How to Qualify For Multifamily Loans
When you purchase a duplex or a home with multiple units, you have many financing options available to you. One of these, naturally, is a traditional mortgage. However, because you’re planning to live in this house as well as rent out the other units, your choices go beyond the ones to which you’re accustomed. In your situation, you can also qualify for multifamily loans from the Federal Housing Administration and Veterans Affairs. The big question, then, is how to qualify for these different types of funding.

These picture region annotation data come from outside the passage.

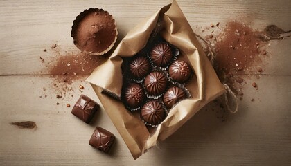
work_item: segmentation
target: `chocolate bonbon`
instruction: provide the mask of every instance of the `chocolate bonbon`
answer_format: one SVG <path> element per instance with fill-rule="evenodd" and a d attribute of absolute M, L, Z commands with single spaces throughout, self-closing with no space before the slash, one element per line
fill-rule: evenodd
<path fill-rule="evenodd" d="M 179 83 L 184 83 L 191 75 L 189 65 L 182 60 L 175 60 L 168 70 L 170 77 Z"/>
<path fill-rule="evenodd" d="M 130 64 L 130 70 L 134 77 L 144 77 L 150 70 L 150 64 L 145 57 L 138 57 L 134 59 Z"/>
<path fill-rule="evenodd" d="M 170 64 L 173 57 L 170 46 L 166 43 L 155 46 L 150 53 L 152 61 L 157 66 L 166 67 Z"/>
<path fill-rule="evenodd" d="M 185 92 L 179 87 L 169 88 L 163 96 L 163 101 L 168 109 L 170 109 L 179 100 L 186 98 Z"/>
<path fill-rule="evenodd" d="M 159 95 L 167 87 L 167 77 L 161 72 L 154 71 L 148 75 L 145 79 L 145 86 L 148 94 Z"/>
<path fill-rule="evenodd" d="M 144 89 L 139 84 L 130 84 L 125 89 L 125 100 L 131 109 L 141 107 L 145 98 Z"/>
<path fill-rule="evenodd" d="M 148 124 L 157 125 L 166 118 L 163 105 L 157 100 L 151 100 L 146 103 L 141 109 L 141 118 Z"/>
<path fill-rule="evenodd" d="M 89 123 L 99 107 L 100 105 L 97 102 L 87 95 L 81 95 L 73 106 L 71 113 L 85 122 Z"/>
<path fill-rule="evenodd" d="M 91 136 L 89 144 L 98 150 L 108 153 L 114 143 L 115 136 L 106 129 L 97 127 Z"/>

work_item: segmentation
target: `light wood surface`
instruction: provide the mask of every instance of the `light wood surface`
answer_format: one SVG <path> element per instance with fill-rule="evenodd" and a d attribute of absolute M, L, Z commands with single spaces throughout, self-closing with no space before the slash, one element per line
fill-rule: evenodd
<path fill-rule="evenodd" d="M 262 30 L 276 24 L 291 30 L 291 3 L 277 1 L 177 1 L 195 33 L 202 27 L 245 20 Z M 1 1 L 0 165 L 290 165 L 291 38 L 272 41 L 264 75 L 246 77 L 259 90 L 244 87 L 239 111 L 212 110 L 210 103 L 175 134 L 136 160 L 102 109 L 87 124 L 71 113 L 81 94 L 98 101 L 87 82 L 76 80 L 62 99 L 52 87 L 39 56 L 53 60 L 78 50 L 71 26 L 86 8 L 98 7 L 116 19 L 122 39 L 135 24 L 170 1 Z M 57 44 L 52 50 L 51 46 Z M 43 50 L 46 48 L 47 52 Z M 85 77 L 84 77 L 84 80 Z M 78 86 L 85 88 L 80 91 Z M 45 89 L 45 91 L 44 91 Z M 73 97 L 71 97 L 73 95 Z M 46 97 L 45 97 L 46 95 Z M 42 96 L 40 98 L 39 96 Z M 251 102 L 254 98 L 254 101 Z M 60 102 L 60 105 L 56 105 Z M 223 119 L 218 117 L 223 116 Z M 12 122 L 32 120 L 37 129 L 21 129 Z M 96 126 L 111 131 L 116 142 L 109 155 L 93 149 L 89 139 Z"/>

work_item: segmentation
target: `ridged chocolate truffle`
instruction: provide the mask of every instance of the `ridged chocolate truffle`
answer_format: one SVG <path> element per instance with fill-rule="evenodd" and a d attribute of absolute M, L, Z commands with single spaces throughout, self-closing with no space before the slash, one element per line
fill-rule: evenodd
<path fill-rule="evenodd" d="M 150 69 L 150 64 L 148 59 L 144 57 L 138 57 L 130 62 L 130 70 L 134 77 L 144 77 Z"/>
<path fill-rule="evenodd" d="M 143 106 L 141 117 L 146 122 L 157 125 L 165 119 L 166 113 L 161 103 L 157 100 L 152 100 Z"/>
<path fill-rule="evenodd" d="M 144 102 L 145 98 L 145 91 L 140 84 L 132 83 L 126 87 L 125 99 L 130 108 L 136 109 L 141 107 Z"/>
<path fill-rule="evenodd" d="M 81 12 L 73 21 L 71 36 L 80 50 L 101 55 L 115 43 L 117 28 L 108 12 L 89 8 Z"/>
<path fill-rule="evenodd" d="M 160 43 L 152 48 L 150 58 L 157 66 L 166 67 L 173 58 L 170 46 L 165 43 Z"/>
<path fill-rule="evenodd" d="M 179 100 L 186 98 L 185 92 L 177 86 L 169 88 L 163 97 L 163 101 L 167 108 L 170 109 Z"/>
<path fill-rule="evenodd" d="M 168 80 L 161 72 L 154 71 L 148 74 L 145 79 L 145 86 L 148 94 L 159 95 L 167 87 Z"/>
<path fill-rule="evenodd" d="M 182 60 L 175 60 L 169 67 L 170 77 L 179 83 L 187 81 L 191 74 L 189 65 Z"/>

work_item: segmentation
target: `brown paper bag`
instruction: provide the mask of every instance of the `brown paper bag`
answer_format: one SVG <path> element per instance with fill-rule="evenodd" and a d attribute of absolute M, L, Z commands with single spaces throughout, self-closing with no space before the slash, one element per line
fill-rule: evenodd
<path fill-rule="evenodd" d="M 196 77 L 186 86 L 192 98 L 181 101 L 174 107 L 156 131 L 150 135 L 138 115 L 130 112 L 122 102 L 105 94 L 103 90 L 109 91 L 117 98 L 121 96 L 121 57 L 134 56 L 146 46 L 159 17 L 164 24 L 160 35 L 179 49 L 179 56 L 188 62 Z M 203 106 L 225 92 L 175 1 L 130 30 L 109 59 L 96 68 L 87 80 L 91 84 L 134 159 L 173 134 Z"/>

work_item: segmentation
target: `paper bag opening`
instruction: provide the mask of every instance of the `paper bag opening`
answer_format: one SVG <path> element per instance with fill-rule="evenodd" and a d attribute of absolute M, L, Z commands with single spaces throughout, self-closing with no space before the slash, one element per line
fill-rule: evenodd
<path fill-rule="evenodd" d="M 158 19 L 164 28 L 159 34 L 177 47 L 195 72 L 186 87 L 192 98 L 179 102 L 166 118 L 150 134 L 137 113 L 129 111 L 120 100 L 123 57 L 132 57 L 144 48 Z M 131 30 L 110 57 L 96 68 L 87 80 L 100 99 L 134 159 L 181 127 L 209 102 L 225 92 L 210 62 L 178 4 L 174 1 Z M 104 93 L 104 92 L 106 93 Z M 108 94 L 114 94 L 110 95 Z"/>

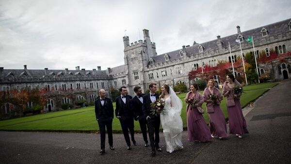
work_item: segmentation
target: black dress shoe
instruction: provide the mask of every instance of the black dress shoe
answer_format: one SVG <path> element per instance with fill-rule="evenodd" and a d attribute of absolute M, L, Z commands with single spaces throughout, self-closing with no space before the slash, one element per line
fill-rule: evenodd
<path fill-rule="evenodd" d="M 145 144 L 145 147 L 148 147 L 148 144 L 147 142 Z"/>
<path fill-rule="evenodd" d="M 156 149 L 159 151 L 162 151 L 162 148 L 160 147 L 156 147 Z"/>
<path fill-rule="evenodd" d="M 105 150 L 104 149 L 101 149 L 101 150 L 100 150 L 99 153 L 100 153 L 101 154 L 103 154 L 105 153 Z"/>

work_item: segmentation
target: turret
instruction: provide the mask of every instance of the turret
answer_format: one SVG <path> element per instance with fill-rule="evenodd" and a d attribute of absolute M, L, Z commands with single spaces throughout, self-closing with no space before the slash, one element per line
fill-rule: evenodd
<path fill-rule="evenodd" d="M 123 36 L 123 44 L 124 44 L 125 48 L 128 46 L 129 46 L 129 38 L 128 36 Z"/>

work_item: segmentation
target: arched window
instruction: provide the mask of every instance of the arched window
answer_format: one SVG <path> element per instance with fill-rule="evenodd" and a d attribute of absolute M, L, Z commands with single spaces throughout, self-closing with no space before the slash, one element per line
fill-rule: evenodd
<path fill-rule="evenodd" d="M 179 54 L 180 54 L 180 57 L 183 57 L 183 51 L 182 50 L 180 50 Z"/>
<path fill-rule="evenodd" d="M 277 53 L 277 54 L 279 54 L 279 49 L 278 49 L 278 47 L 276 46 L 275 47 L 275 50 L 276 50 L 276 53 Z"/>
<path fill-rule="evenodd" d="M 10 113 L 10 108 L 9 107 L 9 104 L 6 103 L 6 114 L 9 114 Z"/>
<path fill-rule="evenodd" d="M 285 63 L 283 63 L 282 64 L 282 69 L 286 69 L 286 65 L 285 64 Z"/>
<path fill-rule="evenodd" d="M 283 45 L 283 53 L 286 53 L 286 47 L 285 45 Z"/>
<path fill-rule="evenodd" d="M 262 37 L 268 36 L 268 30 L 267 30 L 267 29 L 265 29 L 264 28 L 263 28 L 262 29 L 260 32 L 262 34 Z"/>
<path fill-rule="evenodd" d="M 92 94 L 90 97 L 90 100 L 91 101 L 95 101 L 97 98 L 97 97 L 96 97 L 96 95 Z"/>
<path fill-rule="evenodd" d="M 199 45 L 198 47 L 198 49 L 199 49 L 199 52 L 203 52 L 204 48 L 202 46 Z"/>
<path fill-rule="evenodd" d="M 152 58 L 149 59 L 149 62 L 151 65 L 154 64 L 154 60 Z"/>
<path fill-rule="evenodd" d="M 282 46 L 279 46 L 279 53 L 282 54 L 283 53 L 283 49 L 282 48 Z"/>
<path fill-rule="evenodd" d="M 267 57 L 270 56 L 270 52 L 269 52 L 269 49 L 265 49 L 265 51 L 266 52 L 266 56 L 267 56 Z"/>
<path fill-rule="evenodd" d="M 291 67 L 290 67 L 290 65 L 287 65 L 287 69 L 288 69 L 289 73 L 291 73 Z"/>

Federal Housing Administration
In order to qualify for a multifamily loan from the FHA, typically you need to prove that you have a sound financial history. Lenders may ask to see past tax returns and your credit history to see that you have a stable source of income and pay your bills on time, as these factors will indicate that you’re a lower investing risk. Occasionally, the FHA considers loan applicants who are still paying on bankruptcies or who have filed for bankruptcy within the past few years. In these cases, you usually are still required to meet their financial guidelines and demonstrate both your newly founded credit history and job stability. The amount of money you can qualify for depends on what state and county you live in; regardless of location, the typical down payment is 3.5%, making FHA loans appealing to many.
If you’re a veteran, you may choose to obtain a loan from the VA. Those who wish to qualify for a VA loan must first receive an eligibility certificate. This certificate explains your military service and is usually submitted online at the beginning of the application process. VA multifamily loans are about the least expensive kind of loan you will encounter but they do still come with a funding fee that you pay once up front. The amount of this fee depends on how much you choose as a down payment. VA loans do not actually require a down payment; however, you may choose to pay one because it would bring down the cost of the funding fee. A 10% down payment, for example, means you would pay a funding fee of 1.25% of your borrowed amount. As with traditional loans, you still are required to show that your job brings in enough money to pay the loan back, and your credit score is taken into account as well.
When it comes to multifamily loans, your options are numerous. Your choice depends on which route is the best one for you. Look into all of your choices before you make a decision so that you can decide with as much information as possible.